Similarly a patient with a psychotic, mood or anxiety disorder may experience an exacerbation of symptoms as well. Stress is no friend to these patients, and a global pandemic will stress the healthiest among us, for many of these patients the cumulative stress of their illness along with the enforced isolation and fear will lead to an increase in psychiatric visits and hospitalizations.
“Many of these patients are breaking down and struggling, and the same goes for people with addiction,” says Lewis. A recent report from the hospitals in the city of Los Angeles notes a marked increase in the number of alcohol related ER visits and hospitalization since the COVID-19 shutdown.
Some people who don’t have a history of mental health issues may start to face psychological struggles they’ve never encountered before.
“In my conversations with practicing colleagues in mental health community, they are seeing an explosion in stress-related disorders in the people who were not previously mental health consumers,” says Lewis. “Some are reaching out as they are experiencing a great deal of stress, along with symptoms such as anxiety, insomnia, irritability, and anger. There's been an increase in alcohol use, and people requesting anxiolytic medications.”
Thankfully, patients are still able to visit their psychiatrists and psychologists through telehealth technology. With so many people struggling, there seems to be a large demand for these services, which is taking its toll on mental healthcare. According to Lewis, therapists are working and/or volunteering an extra ten or fifteen hours a week, getting too overwhelmed to see all the patients who are looking for help.

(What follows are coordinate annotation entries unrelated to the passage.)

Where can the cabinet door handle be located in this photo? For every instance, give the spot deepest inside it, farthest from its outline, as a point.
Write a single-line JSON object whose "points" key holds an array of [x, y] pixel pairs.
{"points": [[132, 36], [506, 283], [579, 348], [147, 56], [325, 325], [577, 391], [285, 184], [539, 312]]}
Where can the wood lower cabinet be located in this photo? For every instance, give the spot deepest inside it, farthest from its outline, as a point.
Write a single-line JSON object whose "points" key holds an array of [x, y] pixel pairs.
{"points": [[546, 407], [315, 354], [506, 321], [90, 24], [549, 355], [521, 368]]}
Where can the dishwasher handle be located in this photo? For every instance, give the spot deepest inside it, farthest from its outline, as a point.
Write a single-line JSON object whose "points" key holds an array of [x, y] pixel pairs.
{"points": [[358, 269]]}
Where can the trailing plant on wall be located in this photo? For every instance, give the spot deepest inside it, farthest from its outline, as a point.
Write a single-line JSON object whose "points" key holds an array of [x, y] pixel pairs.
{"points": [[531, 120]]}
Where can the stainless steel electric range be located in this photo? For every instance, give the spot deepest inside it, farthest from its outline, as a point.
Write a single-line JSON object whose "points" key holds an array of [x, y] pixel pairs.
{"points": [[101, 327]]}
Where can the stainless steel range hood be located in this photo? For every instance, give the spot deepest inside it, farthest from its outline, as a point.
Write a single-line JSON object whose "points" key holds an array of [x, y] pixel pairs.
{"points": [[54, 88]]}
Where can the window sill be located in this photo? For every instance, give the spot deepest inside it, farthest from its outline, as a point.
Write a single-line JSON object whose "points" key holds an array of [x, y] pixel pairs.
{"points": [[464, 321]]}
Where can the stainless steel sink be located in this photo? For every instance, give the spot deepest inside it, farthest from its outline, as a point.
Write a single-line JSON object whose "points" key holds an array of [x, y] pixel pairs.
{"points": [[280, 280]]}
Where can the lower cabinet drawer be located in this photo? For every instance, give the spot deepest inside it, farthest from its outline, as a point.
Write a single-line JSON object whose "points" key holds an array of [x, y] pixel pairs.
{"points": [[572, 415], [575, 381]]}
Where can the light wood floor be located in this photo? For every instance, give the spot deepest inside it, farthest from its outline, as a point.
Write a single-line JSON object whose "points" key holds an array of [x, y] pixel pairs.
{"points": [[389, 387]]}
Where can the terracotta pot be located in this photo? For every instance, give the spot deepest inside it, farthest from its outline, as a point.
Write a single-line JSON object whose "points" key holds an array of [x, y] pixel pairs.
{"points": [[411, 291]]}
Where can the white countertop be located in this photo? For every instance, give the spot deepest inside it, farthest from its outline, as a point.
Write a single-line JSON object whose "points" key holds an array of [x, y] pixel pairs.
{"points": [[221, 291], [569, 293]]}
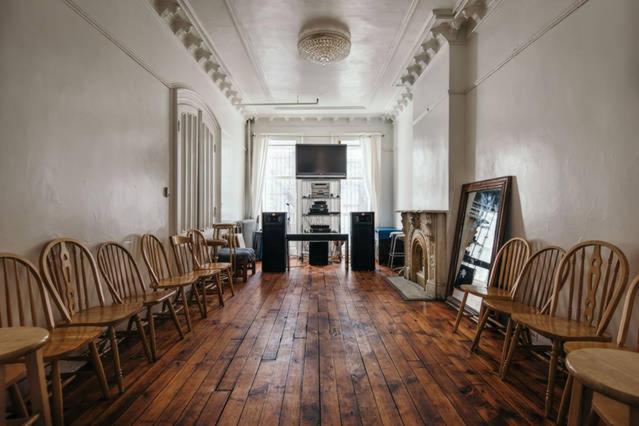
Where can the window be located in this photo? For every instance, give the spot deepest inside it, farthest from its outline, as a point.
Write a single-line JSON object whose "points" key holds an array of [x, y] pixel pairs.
{"points": [[354, 195], [280, 189]]}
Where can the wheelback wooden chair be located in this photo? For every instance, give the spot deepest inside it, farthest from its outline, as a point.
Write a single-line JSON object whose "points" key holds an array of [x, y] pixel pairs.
{"points": [[26, 304], [531, 294], [505, 269], [611, 411], [125, 282], [209, 278], [594, 274], [71, 275]]}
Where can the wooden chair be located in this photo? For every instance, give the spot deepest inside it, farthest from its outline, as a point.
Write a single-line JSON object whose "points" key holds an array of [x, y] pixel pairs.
{"points": [[202, 259], [70, 273], [595, 274], [184, 259], [159, 268], [601, 403], [125, 283], [26, 304], [531, 293], [509, 261], [25, 343]]}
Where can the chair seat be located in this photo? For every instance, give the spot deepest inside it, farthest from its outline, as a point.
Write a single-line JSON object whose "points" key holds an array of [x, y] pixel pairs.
{"points": [[64, 340], [508, 306], [486, 292], [151, 298], [561, 328], [104, 315], [184, 280]]}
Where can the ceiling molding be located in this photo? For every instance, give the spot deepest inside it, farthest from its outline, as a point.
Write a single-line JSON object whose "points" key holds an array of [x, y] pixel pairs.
{"points": [[184, 25], [248, 48], [446, 26]]}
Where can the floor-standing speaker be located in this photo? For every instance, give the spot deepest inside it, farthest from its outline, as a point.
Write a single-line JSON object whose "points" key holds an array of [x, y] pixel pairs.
{"points": [[363, 241], [274, 250]]}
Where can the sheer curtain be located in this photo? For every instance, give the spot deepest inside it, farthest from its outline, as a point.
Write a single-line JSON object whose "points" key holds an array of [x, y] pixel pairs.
{"points": [[371, 158], [258, 167]]}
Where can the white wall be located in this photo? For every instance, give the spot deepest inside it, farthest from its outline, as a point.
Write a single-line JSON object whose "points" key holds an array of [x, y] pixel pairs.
{"points": [[311, 126], [84, 129]]}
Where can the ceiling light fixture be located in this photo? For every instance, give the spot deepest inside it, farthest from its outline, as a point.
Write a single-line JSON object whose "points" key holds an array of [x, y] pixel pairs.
{"points": [[324, 45]]}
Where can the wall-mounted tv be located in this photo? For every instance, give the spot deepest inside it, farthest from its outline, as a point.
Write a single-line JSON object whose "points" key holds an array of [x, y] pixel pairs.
{"points": [[320, 161]]}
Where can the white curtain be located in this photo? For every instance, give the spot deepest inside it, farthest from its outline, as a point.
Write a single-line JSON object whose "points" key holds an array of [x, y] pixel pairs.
{"points": [[258, 167], [372, 153]]}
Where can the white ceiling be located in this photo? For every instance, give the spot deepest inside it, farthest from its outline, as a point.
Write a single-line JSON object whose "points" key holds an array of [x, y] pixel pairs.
{"points": [[257, 42]]}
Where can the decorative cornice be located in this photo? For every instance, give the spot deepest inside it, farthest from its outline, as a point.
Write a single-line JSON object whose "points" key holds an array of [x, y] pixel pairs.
{"points": [[189, 33], [446, 26]]}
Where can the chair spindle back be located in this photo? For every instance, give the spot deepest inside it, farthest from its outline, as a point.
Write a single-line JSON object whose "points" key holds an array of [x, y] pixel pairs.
{"points": [[120, 271], [25, 300], [595, 275], [508, 263]]}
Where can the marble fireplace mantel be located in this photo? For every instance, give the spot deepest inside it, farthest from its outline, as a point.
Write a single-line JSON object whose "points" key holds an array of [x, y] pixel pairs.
{"points": [[425, 249]]}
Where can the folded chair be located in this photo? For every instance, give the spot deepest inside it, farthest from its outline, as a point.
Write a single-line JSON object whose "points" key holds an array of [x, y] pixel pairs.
{"points": [[71, 275], [504, 271], [531, 294], [126, 284], [594, 274], [26, 304]]}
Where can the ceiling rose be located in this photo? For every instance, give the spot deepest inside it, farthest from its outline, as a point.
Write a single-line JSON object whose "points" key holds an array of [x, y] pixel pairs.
{"points": [[324, 45]]}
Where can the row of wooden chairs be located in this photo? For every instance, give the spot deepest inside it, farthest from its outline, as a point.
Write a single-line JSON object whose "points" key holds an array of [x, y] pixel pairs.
{"points": [[567, 297], [69, 277]]}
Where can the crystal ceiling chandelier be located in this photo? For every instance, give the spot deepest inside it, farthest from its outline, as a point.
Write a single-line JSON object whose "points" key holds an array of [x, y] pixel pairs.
{"points": [[324, 46]]}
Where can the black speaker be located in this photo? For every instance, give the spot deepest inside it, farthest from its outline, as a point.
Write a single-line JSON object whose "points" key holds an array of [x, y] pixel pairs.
{"points": [[363, 241], [274, 250]]}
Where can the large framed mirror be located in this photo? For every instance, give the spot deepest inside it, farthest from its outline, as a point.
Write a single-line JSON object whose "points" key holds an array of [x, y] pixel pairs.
{"points": [[481, 222]]}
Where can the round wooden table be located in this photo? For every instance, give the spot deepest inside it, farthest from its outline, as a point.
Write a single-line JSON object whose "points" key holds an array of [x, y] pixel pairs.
{"points": [[610, 372], [26, 342]]}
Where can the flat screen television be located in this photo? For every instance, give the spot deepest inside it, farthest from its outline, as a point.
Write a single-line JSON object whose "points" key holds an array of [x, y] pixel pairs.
{"points": [[320, 161]]}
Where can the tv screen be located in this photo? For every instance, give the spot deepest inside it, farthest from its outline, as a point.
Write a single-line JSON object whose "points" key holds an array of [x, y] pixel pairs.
{"points": [[320, 161]]}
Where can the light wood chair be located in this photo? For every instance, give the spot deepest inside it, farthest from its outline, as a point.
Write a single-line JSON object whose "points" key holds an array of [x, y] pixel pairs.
{"points": [[531, 294], [26, 304], [202, 259], [73, 281], [509, 261], [618, 343], [16, 344], [125, 283], [185, 261], [595, 275]]}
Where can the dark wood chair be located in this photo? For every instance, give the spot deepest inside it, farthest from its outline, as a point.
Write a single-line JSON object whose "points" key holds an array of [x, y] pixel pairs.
{"points": [[125, 283], [72, 278], [504, 271], [605, 407], [209, 278], [594, 274], [26, 304], [531, 294]]}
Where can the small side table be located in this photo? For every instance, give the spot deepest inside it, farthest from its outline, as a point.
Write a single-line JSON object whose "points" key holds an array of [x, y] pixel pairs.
{"points": [[27, 342], [612, 373]]}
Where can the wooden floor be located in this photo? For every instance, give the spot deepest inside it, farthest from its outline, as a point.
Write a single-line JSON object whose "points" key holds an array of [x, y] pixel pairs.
{"points": [[317, 345]]}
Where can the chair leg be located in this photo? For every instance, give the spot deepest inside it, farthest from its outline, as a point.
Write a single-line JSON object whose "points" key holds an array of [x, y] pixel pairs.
{"points": [[17, 402], [552, 373], [565, 401], [99, 370], [483, 319], [171, 309], [144, 340], [116, 359], [57, 409], [460, 314], [150, 319], [187, 314], [511, 351]]}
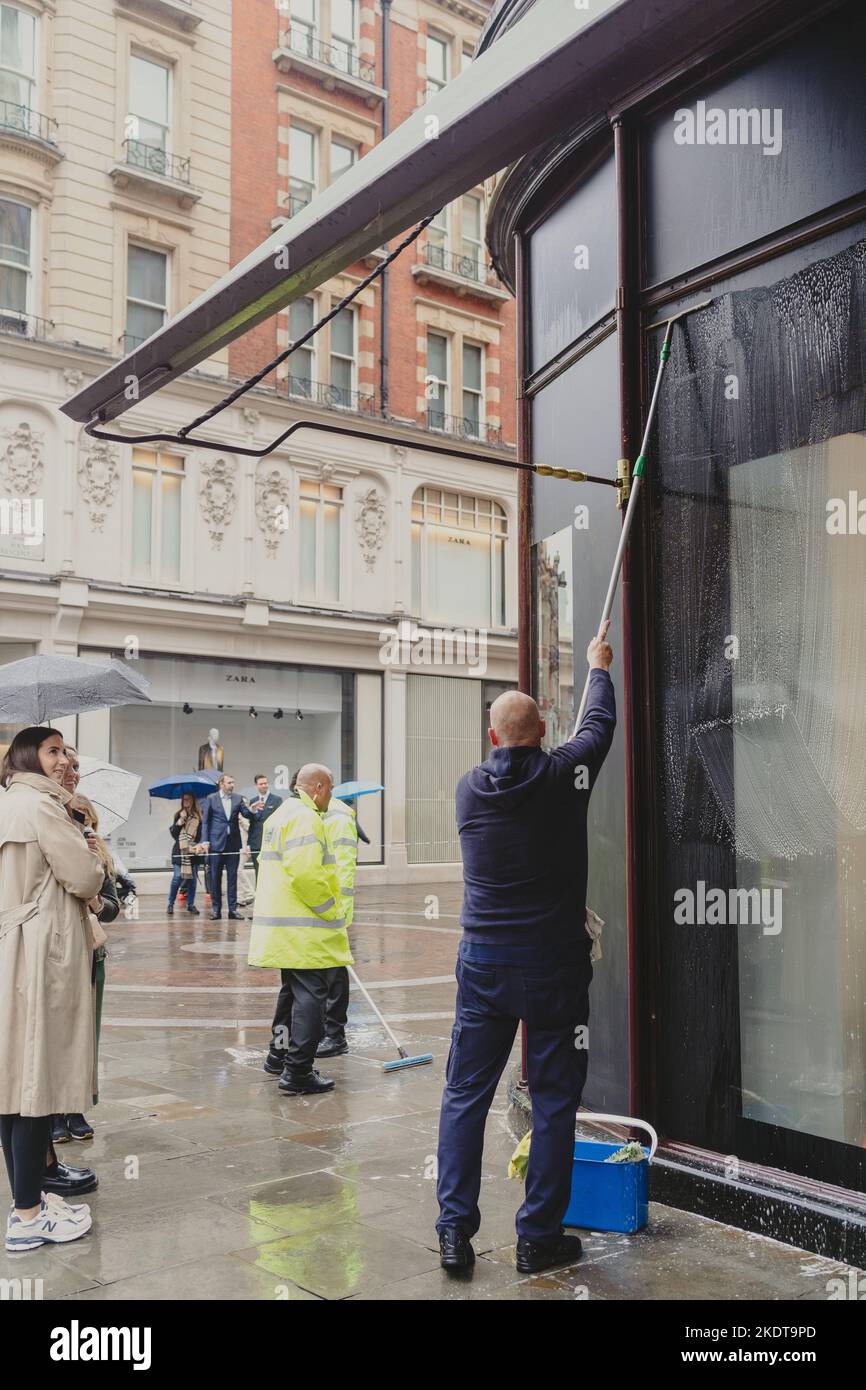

“You want to hold people and hug them, but you can't do that,” says Lewis. “These things over time are really going to take a toll on how resilient we can be. Some people will come through this and be okay. Others are going to be, in many ways, emotionally damaged, and need longer term professional treatment.”
One positive emerging from this crisis is the increased focus on the mental health community. People are coming together to address mental health during these uneasy times.
State governors like Andrew Cuomo of New York have begun to address this need, stating that health systems don't just need anesthesiologists and pulmonologists, and infectious disease experts and emergency room physicians. They are in need of psychiatrists, psychologists along with other mental health professionals.
“Hopefully what does come out of it is a better policy,” says Lewis.
When asked about what we can do now to help our total health, and what to focus on for the future, Lewis suggests that the most important advice that we can provide our colleagues is to try to keep their lives as routine as they've been in the past: “The good news is, the vast majority of people who’re suffering are seeking our help.”
Additionally, people are taking measures to share their feelings and struggles through social media. Lewis says he’s seeing people who are trying to be very uplifting and supportive on various social media platforms, reaching out to people and wanting to do more within the community.
Despite these positive messages and acts of kindness, Lewis warns that the longer people are in quarantine and forced to stay apart, the longer the aftershock effects this pandemic will have on our world’s mental health. As humanity begins to bring COVID-19 under control with vaccines and treatments, the mental health issues and concerns stemming from COVID-19 will continue on. As more and more people enter the mental health system, there will need to be more services and easier access to mental healthcare.